Ini bentuk kekayaan alam yang bersifat milik bersama, oleh karena itu Islam
tidak membolehkan dikelola secara pribadi untuk kepentingan pribadi, tapi Islam
menguasakan pengelolannya langsung oleh pemerintah yang bersih untuk
kemaslahatan masyarakat, dengan catatan tidak sampai menyebabkan kerusakan yang
fatal. Jika ada perusahaan pribadi yang mengelolanya maka harus atas izin dan
kontrol pemerintah setempat.
Disamping
itu, zakat hasil tambang (ma’din) dikeluarkan untuk setiap barang hasil dari
penambangan yang dilakukan. Hal ini sesuai dengan firman Allah dalam QS
al-Baqarah [2]: 267 yang menganjurkan setiap manusia untuk menafkahkan sebagian
hasil usahanya dan sebagiabn yang dikeluarkan dari bumi untuknya. Dengan kata
lain, hasil tambang emas dan perak, apabila sudah sampai satu nisab (86,92 gram
emas murni) wajib dikeluarkan zakatnya sebanya 2,5 % pada waktu itu juga dengan
tidak disyaratkan sampai satu tahun sebagaimana pada biji-bibjian dan
buah-buahan. Hal ini sebagaimana hadith Rasulullah yang diriwayatkan oleh Imam
Bukhari bahwasanya Rasulullah telah mengambil zakat dari hasil tambang di
negeri Qabaliyah pada emas dan perak sebesar seperempat puluh (2 ½ %) pada
waktu itu juga. Inilah konsep Islam yang tidak mengabaikakn hak orang lain
dalam pemanfaatan hasil tambang.
Ada
satu pandangan serius dari seorang cendekiawan muslim modern, yaitu Seyyed
Hosein Nasr (ilmuwan Iran yang sangat menentang pandangan antroposentris) dalam
bukunya Man and Nature (1976) yang mengatakan bahwa filsafat
antroposentris barat selalu memandang alam ibarat perempuan pelacur yang cantik
yang kapan saja ketemu bisa dimanfaatkan semaunya. Meskipun tidak banyak orang
yang mengerti tentang apa itu antroposentris, namun pada praktiknya sebagian
besar manusia berperilaku entroposentris yakni mengeruk kekayaan alam tanpa
ampun. Yusuf Qaradlawi dalam bukunya Islam Agama Ramah Lingkungan (2002)
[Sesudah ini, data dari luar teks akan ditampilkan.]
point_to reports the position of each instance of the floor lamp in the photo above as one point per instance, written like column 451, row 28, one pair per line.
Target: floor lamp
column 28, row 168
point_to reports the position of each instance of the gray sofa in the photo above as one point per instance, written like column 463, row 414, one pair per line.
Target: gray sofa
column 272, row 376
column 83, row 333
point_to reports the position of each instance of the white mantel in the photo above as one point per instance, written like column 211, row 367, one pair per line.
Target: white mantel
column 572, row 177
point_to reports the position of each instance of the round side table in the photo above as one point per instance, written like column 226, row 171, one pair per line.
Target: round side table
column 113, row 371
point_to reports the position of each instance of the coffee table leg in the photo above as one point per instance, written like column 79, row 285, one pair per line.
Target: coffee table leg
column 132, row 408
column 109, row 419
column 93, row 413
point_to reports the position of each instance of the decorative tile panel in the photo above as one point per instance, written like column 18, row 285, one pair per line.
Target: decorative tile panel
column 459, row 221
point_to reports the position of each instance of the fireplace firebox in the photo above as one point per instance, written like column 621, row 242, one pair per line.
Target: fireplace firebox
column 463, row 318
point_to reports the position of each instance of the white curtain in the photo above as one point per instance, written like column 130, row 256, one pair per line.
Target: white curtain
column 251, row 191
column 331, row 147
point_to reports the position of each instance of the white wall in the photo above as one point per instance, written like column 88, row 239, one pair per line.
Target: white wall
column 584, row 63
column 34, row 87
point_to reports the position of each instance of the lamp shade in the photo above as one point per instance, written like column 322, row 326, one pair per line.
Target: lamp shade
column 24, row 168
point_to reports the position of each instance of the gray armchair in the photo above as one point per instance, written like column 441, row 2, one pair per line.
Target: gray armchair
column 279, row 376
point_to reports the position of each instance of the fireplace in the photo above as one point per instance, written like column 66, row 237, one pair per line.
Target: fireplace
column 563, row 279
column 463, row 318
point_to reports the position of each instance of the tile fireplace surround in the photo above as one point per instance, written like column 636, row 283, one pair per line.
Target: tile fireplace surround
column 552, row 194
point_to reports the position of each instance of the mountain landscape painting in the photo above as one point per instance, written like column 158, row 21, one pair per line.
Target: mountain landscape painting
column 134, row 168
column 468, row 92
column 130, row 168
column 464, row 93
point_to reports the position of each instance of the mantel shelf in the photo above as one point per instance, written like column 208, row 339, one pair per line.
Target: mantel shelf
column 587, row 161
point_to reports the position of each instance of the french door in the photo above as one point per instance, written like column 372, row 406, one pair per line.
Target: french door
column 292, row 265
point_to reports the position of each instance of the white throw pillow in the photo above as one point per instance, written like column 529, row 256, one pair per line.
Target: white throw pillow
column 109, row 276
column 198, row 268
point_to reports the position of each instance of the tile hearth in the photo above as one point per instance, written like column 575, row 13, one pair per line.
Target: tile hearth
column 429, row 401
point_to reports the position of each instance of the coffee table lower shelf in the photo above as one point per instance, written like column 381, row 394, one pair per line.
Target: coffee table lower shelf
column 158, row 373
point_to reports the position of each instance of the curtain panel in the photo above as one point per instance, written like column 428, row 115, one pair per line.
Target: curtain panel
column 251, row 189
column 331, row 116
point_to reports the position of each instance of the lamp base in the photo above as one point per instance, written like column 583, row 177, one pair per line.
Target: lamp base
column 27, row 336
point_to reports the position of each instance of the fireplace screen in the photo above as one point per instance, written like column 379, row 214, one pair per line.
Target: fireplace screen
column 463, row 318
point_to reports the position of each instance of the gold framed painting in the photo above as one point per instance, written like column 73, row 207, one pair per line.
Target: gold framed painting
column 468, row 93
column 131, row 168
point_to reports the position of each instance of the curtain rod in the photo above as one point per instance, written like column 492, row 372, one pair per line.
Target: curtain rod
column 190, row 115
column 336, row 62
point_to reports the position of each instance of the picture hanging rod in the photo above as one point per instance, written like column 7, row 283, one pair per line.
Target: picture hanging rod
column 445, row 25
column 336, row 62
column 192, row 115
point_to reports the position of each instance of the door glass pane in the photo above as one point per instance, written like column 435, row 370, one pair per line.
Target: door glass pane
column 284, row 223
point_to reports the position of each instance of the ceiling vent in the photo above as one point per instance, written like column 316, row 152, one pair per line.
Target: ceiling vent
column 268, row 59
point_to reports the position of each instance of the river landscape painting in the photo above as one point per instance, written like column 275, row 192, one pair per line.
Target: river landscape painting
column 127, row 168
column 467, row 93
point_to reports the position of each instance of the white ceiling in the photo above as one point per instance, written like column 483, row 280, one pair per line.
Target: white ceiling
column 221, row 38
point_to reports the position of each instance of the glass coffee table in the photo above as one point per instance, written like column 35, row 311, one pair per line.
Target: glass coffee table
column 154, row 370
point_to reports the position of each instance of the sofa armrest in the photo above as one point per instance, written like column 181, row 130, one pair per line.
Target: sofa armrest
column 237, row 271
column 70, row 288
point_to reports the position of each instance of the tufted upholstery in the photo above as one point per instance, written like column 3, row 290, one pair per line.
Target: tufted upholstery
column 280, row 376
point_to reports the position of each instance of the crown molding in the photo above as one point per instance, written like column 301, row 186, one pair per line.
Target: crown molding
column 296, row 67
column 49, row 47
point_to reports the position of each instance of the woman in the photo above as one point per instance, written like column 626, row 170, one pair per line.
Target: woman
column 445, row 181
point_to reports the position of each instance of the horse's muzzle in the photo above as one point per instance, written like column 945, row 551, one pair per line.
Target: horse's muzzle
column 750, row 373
menegaskan bahwa upaya menjaga dan mencegah kerusakan lingkungan adalah
ketetapan dari Allah dan tidak dapat ditawar lagi oleh siapapun dan sampai
kapanpun, oleh karena itu siapa yang dengan sengaja merusaknya maka ia akan
berhadapan dengan Allah di hari akhir. Inilah prinsip teologis dalam Islam
terkait dengan pelestarian alam.
Satu
hal penting yang perlu menjadi pegangan bagi setiap orang terkait dengan
pertambangan adalah kesadaran. Sadar bahwa emas, perak, minyak dan lain-lain
tidak semata-mata untuk manusia, tapi juga buat tanah, air, pohon dan
sebagainya, dan sadar tentang berapa banyak yang ia butuhkan dalam kehidupan
ini, karena itulah yang disiapkan Allah swt kepadanya namun jika ia mendapat
lebih maka itu hak Allah yang sedang memberi makan orang lain yang tidak mampu
lewat tangannya. Jika ia tidak menunaikan hak itu maka Allah akan segera
memberikan teguran kepadanya. Allah berfirman dalam QS al-Qas}as} [28]: 77,
وَأَحْسِنْ كَمَا
أَحْسَنَ اللهُ إلَيْكَ، وَلَا تَبْغِ الْفَسَادَ فِى الْأَرْضِ إنَّ اللهَ لَا
يُحِبُّ الْمُفْسِدِيْنَ.
“dan berbuat baiklah kamu sebagaimana Allah telah berbuat baik
kepadamu dan janganlah kamu berbuat kerusakan di muka bumi, sesungguhnya Allah
tidak menyukai orang-orang yang berbuat rusak”.
Ayat ini menganjurkan manusia untuk berbuat
baik kepada siapa saja dan kepada apa saja, termasuk kepada alam semesta yang
didalamnya terdapat jutaan hasil tambang. Berbuat baik itu adalah taqwa dan
salah satu unsur taqwa itu adalah memberikan hak kepada yang punya, jika bumi
juga mempunyai hak atas hasil tambang itu maka berikan haknya karena jika tidak
maka manusia telah berbuat kerusakan di muka bumi.